Continuing to work on that Tinselfly scene. In fact, I’ve done little else in my free time lately.
Right before bed on Sunday, I was working on this light-up sign. And for just a fraction of a second, I thought it was real, spinning silently above me on that late summer night as the crickets chirped and leaves rustled around me.
The weekend was ending. Shops were closing and the city was strangely quiet. It was time to go home.
It was kind of unsettling.
* * *
Given how long all this has been in development, you’d think that I’d be overjoyed to be able to see this stuff on screen at long last; to be able to walk through these sets that previously existed only in my head. Like how you might want to see a well-realized version of your favorite book, with all the sets and costumes and everything just the way you imagined them.

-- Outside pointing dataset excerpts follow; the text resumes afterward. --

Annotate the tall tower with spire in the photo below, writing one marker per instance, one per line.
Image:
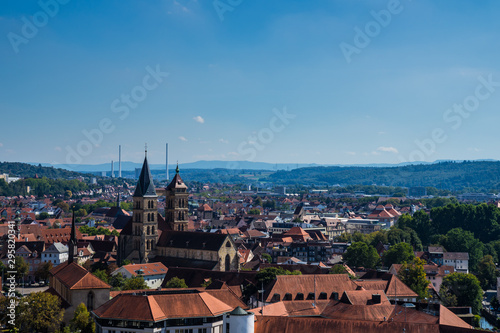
(73, 249)
(145, 215)
(176, 203)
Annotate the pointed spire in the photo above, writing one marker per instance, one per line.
(145, 186)
(72, 239)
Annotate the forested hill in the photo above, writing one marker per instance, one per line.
(24, 170)
(477, 175)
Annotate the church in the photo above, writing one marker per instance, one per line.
(150, 237)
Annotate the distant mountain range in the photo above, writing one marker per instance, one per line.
(238, 165)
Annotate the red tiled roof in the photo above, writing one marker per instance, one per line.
(158, 307)
(75, 276)
(305, 284)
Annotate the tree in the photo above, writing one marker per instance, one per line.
(267, 257)
(413, 275)
(486, 272)
(101, 274)
(117, 281)
(175, 282)
(42, 273)
(398, 254)
(465, 288)
(82, 321)
(207, 283)
(40, 312)
(22, 267)
(361, 254)
(135, 283)
(64, 206)
(43, 216)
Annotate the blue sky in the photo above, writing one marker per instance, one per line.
(236, 67)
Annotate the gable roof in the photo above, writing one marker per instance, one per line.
(75, 276)
(180, 304)
(192, 240)
(393, 287)
(153, 268)
(305, 284)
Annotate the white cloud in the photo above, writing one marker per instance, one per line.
(388, 150)
(199, 119)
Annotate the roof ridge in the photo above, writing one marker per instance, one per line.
(205, 301)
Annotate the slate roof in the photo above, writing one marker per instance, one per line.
(145, 186)
(176, 182)
(192, 240)
(153, 268)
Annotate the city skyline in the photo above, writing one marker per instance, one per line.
(282, 82)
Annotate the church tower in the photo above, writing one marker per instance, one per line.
(176, 203)
(72, 245)
(145, 215)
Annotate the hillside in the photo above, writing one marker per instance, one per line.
(24, 170)
(473, 176)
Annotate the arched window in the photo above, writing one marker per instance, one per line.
(90, 301)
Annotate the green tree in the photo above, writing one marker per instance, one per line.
(43, 216)
(413, 275)
(361, 254)
(398, 254)
(82, 321)
(42, 273)
(40, 312)
(465, 288)
(117, 281)
(175, 282)
(101, 274)
(135, 283)
(486, 272)
(267, 257)
(207, 283)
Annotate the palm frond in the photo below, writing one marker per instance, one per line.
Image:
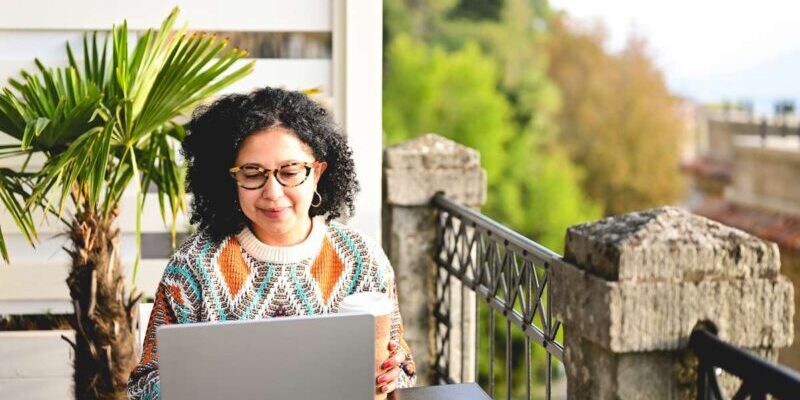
(109, 119)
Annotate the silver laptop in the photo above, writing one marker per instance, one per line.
(320, 357)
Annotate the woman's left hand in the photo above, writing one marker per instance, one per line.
(387, 382)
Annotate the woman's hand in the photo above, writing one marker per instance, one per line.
(387, 382)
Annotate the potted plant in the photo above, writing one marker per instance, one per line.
(102, 124)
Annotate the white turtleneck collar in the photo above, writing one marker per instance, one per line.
(285, 254)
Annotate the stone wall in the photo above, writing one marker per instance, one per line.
(638, 284)
(414, 172)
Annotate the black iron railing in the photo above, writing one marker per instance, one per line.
(759, 377)
(506, 274)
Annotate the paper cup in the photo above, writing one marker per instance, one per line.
(379, 305)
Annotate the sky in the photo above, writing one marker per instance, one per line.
(710, 50)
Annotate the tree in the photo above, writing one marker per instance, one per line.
(618, 121)
(101, 126)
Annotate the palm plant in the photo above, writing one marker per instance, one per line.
(102, 125)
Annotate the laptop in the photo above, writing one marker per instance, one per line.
(306, 357)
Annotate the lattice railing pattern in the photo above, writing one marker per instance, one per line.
(478, 258)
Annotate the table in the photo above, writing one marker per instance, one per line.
(462, 391)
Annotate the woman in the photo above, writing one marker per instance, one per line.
(269, 172)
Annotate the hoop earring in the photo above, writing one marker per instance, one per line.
(319, 202)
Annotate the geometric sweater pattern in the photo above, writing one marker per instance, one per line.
(241, 278)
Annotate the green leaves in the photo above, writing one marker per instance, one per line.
(109, 118)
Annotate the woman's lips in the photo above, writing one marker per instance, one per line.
(274, 212)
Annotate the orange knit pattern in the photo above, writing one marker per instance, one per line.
(233, 268)
(327, 269)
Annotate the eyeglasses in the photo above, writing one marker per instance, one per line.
(252, 176)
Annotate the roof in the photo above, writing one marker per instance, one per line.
(781, 228)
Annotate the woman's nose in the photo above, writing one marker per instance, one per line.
(272, 189)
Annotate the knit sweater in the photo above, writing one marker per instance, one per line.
(242, 278)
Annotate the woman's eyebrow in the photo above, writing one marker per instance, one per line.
(280, 163)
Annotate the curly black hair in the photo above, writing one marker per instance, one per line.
(217, 130)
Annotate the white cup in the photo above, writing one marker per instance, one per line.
(379, 305)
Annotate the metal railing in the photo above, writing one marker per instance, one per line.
(759, 377)
(509, 275)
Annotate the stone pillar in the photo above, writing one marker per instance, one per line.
(414, 172)
(636, 285)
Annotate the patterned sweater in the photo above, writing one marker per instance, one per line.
(242, 278)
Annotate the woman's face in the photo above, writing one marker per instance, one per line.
(278, 214)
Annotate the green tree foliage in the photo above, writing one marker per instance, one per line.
(619, 120)
(532, 184)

And… that’s completely not how I’ve been reacting to it. Which is kinda surprising me.
I guess you could say that getting this stuff out of my head makes it more malleable; an idea is hard to react to. Once something’s up there on screen, I’m more willing to change its purpose, appearance, or cut it and related objects entirely. Initially, my city here was supposed to be half a kilometer in diameter; now, it’s down to half that, reducing the area over which the player can travel to a quarter of what it originally was supposed to be. And the scope of the project in general has gotten significantly smaller.
Now that I can see this, I am so much more willing to produce work that I find merely adequate and make cuts to all areas of the project.
It’s kind of liberating.
For the most part, this place does not feel any more real to me than it did before I started modeling it. It is, however, significantly easier to work with. And that’s what’s important right now. Feeling real can happen later.